The important question is if you can use row hammer til break out of a qube, that’s when the game is over. I don’t think you can use row hammer to break out of a qube and get access to dom0, but I could be wrong.

It used to be possible.

Me, too. That’s the funny part of IT-security. We consider QubesOS and Xen to be reasonable secure, but we could be wrong. And the NSA is not going to tell us if we are wrong.

This is one of those edge cases that I haven’t seen discussed yet and should maybe be looked at. It’s tough to think of absolutely every vector but when the issue is raised it should be probed further.

There’s no Qubes zero-day or bug bounty that I’ve seen maybe there should be one to handle edge cases.

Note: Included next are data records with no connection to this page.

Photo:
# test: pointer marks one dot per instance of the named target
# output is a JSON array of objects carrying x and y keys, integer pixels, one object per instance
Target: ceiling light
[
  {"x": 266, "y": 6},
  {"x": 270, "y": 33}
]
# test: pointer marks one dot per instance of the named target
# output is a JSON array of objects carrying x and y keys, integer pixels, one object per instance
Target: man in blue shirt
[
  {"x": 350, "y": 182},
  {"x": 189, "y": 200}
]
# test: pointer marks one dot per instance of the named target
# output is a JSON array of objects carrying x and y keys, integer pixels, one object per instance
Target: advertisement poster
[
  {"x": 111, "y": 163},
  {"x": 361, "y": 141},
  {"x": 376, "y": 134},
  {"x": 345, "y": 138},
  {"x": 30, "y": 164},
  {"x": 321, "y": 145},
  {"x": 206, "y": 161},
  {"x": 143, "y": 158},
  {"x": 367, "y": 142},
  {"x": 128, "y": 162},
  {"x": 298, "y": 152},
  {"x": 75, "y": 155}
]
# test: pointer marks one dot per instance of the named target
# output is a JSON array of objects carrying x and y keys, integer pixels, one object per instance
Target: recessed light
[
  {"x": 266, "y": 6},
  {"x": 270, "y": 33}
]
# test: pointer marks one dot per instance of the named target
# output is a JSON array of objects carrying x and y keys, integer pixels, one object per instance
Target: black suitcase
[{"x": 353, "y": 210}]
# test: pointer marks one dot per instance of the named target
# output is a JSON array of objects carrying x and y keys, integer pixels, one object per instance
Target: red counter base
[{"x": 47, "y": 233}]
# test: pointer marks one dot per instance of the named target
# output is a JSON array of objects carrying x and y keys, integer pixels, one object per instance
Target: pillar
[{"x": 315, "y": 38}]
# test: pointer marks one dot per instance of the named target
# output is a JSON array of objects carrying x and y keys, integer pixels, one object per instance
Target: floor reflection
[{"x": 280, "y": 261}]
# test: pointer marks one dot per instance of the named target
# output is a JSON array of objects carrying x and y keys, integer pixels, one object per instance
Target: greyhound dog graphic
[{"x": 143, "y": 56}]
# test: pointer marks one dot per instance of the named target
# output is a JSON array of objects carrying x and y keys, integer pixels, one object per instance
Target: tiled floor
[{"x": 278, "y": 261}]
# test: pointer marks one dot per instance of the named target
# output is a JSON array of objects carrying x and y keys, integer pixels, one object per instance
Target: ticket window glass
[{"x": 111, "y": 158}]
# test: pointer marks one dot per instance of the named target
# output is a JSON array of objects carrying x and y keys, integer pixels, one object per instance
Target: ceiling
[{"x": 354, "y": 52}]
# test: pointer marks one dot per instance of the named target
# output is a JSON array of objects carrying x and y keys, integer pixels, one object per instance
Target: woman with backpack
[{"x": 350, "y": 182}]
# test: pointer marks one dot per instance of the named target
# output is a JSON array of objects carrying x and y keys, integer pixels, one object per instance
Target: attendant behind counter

The vulnerability is actually a Xen issue and is mitigated on QubesOS as long as you use HVMs or PVHs. If I understood correctly PVHs are like HVMs but without Qemu to reduce attack surface.

Can’t find a bounty programm there. As Xen is used in deployed in date centers worldwide I assume that the zerodayinitiative would reward noteable findings.

For such a small distro I believe the QubesOS team is doing a tremendous job. Another team I admire is Google’s Project Zero.

Especially after Project Zero got the “Lamest Vendor Response pwnie award 2022” which totally discredited “Black Hat”.